Predicting response of patients with neck pain to cervical manipulation . Tseng and colleagues conducted a prospective cohort study on 100 patients with neck pain, all of whom received cervical manipulation . Outcome was assessed with subjective global improvement or changes in pain rating and patients were classified as ‘responders’ or ‘non-responders’ based on these variables. The authors used regression analyses to identify baseline demographic and clinical characteristics associated with outcome. They reported that the following factors predicted the outcome: low disability score, bilateral symptoms, not performing sedentary work, feeling better while moving, not feeling worse when extending the neck and diagnosis of spondylosis without radiculopathy. Their conclusion, however, that these variables predict response to treatment (cervical manipulation) is not supported. While this study does enable us to identify factors associated with a favourable prognosis, we do not know that it is the effect of manipulation that drives the improved outcome for patients with these characteristics.
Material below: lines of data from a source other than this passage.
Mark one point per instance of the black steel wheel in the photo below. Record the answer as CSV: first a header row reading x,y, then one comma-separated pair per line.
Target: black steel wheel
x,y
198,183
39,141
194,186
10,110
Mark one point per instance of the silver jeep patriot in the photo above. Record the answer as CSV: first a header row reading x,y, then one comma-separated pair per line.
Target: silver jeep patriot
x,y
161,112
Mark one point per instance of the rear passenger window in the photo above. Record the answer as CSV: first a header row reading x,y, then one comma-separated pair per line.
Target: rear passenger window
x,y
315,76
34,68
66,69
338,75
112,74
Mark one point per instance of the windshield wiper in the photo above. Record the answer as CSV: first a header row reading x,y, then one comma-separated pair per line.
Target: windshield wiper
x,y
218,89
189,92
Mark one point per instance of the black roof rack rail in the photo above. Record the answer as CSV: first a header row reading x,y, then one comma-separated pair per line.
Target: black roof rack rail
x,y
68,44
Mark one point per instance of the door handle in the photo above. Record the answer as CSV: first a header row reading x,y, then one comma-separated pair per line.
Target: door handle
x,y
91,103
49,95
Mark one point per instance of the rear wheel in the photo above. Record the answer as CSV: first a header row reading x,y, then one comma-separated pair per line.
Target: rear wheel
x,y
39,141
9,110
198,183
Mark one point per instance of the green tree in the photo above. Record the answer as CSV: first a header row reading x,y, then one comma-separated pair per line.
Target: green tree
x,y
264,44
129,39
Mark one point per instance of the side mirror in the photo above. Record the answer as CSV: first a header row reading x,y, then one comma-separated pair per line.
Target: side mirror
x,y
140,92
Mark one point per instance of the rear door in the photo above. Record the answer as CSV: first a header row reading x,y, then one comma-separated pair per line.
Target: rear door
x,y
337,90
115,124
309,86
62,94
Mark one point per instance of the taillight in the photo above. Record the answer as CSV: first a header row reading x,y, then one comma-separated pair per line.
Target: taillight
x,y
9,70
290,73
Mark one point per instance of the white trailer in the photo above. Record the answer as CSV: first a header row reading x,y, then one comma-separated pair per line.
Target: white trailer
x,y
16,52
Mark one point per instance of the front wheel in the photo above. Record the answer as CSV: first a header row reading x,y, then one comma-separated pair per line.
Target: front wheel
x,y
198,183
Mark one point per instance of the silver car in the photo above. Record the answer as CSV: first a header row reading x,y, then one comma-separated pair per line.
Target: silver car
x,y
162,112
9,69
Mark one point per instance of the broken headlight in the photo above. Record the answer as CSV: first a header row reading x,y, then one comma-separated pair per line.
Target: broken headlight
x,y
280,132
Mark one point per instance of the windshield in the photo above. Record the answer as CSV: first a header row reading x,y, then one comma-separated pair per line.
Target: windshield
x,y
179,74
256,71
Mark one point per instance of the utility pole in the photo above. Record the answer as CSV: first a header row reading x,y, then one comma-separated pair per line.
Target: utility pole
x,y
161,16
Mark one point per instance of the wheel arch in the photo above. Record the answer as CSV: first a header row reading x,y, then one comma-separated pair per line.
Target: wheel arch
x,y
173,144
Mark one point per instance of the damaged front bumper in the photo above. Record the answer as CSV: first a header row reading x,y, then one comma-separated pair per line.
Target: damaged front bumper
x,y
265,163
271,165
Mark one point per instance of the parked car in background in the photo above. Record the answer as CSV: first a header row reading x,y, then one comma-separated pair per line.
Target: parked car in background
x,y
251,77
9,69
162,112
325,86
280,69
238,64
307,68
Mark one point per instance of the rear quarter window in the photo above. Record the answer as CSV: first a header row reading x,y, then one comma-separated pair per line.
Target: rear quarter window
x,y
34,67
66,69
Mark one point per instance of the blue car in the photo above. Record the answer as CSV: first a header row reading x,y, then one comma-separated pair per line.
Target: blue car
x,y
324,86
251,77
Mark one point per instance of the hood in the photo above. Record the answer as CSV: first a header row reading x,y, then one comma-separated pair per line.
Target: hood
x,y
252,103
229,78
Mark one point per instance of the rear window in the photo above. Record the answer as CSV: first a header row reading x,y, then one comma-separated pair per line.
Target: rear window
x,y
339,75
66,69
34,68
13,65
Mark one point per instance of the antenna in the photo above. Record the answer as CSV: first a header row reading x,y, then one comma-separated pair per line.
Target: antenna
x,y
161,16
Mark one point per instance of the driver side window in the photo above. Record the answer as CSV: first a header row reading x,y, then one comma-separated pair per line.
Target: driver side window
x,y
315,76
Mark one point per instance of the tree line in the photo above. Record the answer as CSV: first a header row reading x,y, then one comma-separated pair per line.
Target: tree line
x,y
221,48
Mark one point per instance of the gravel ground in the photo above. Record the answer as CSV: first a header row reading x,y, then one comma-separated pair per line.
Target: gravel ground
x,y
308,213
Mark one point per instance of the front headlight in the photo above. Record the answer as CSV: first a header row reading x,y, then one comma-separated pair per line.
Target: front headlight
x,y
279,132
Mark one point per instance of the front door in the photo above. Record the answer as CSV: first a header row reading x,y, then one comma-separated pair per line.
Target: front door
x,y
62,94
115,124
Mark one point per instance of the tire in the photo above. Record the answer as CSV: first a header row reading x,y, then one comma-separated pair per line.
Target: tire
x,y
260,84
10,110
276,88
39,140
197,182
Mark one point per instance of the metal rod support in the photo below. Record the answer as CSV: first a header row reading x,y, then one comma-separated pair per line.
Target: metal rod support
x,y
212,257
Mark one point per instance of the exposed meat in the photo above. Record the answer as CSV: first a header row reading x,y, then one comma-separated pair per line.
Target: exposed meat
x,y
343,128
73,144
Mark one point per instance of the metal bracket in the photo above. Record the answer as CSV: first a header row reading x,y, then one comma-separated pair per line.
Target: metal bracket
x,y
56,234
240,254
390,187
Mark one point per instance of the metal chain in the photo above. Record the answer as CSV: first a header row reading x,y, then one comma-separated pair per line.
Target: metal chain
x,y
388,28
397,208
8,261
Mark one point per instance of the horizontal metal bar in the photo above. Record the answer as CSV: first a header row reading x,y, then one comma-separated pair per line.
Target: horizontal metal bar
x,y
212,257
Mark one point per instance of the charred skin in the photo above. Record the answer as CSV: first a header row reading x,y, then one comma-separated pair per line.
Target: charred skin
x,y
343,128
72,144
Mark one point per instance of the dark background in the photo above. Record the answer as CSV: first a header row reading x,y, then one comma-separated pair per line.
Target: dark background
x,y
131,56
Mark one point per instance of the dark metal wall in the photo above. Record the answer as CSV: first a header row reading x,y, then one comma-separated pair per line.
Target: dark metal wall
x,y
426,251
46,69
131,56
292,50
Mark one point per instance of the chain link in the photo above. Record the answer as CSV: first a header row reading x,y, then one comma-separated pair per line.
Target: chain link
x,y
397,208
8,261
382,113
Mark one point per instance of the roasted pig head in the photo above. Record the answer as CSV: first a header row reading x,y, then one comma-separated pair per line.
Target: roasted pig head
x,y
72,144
While prognostic factors and treatment effect modifiers may overlap in some instances , in other cases they do not . More importantly there are examples where the same factor predicts a favourable response to treatment although an unfavourable response to time. For example, in Stewart’s study of whiplash , high baseline pain predicted a greater response to exercise treatment (when compared with advice) but, by itself, high pain is an adverse prognostic factor for spinal pain . Accordingly, the use of single-arm studies to generate information on treatment effect modification is unwise .

Study design considerations

While there has been a sharp rise in the amount of research evaluating treatment-based subgroups, unfortunately, not all of it is methodologically sound. To establish that subgroup membership influences the effect of treatment, we need a design whereby patients are classified in one subgroup or another, and they receive the treatment or the control, represented by the four cells of a 2 × 2 table ( Fig. 1 a ). A well-known study that used this design is the Childs et al. trial, which reported that the effect of spinal manipulation was greater in those who were positive on a clinical prediction rule than in those who were negative. As shown in Fig. 1 b, the subjects in the trial could be divided into the four cells based upon the treatment they received and their rule status. A modified version of this approach compares the outcomes of patients who were randomised to receive treatment matched to their classification (subgroup) with patients who received treatment not matched to their classification. An example of this is the study of Long et al. where subjects with a directional preference were allocated to exercise in the matched direction, the opposite direction, or all directions. In this case the design can be represented in a 3 × 3 table ( Fig. 1 c); this more complex design is discussed further in a later section.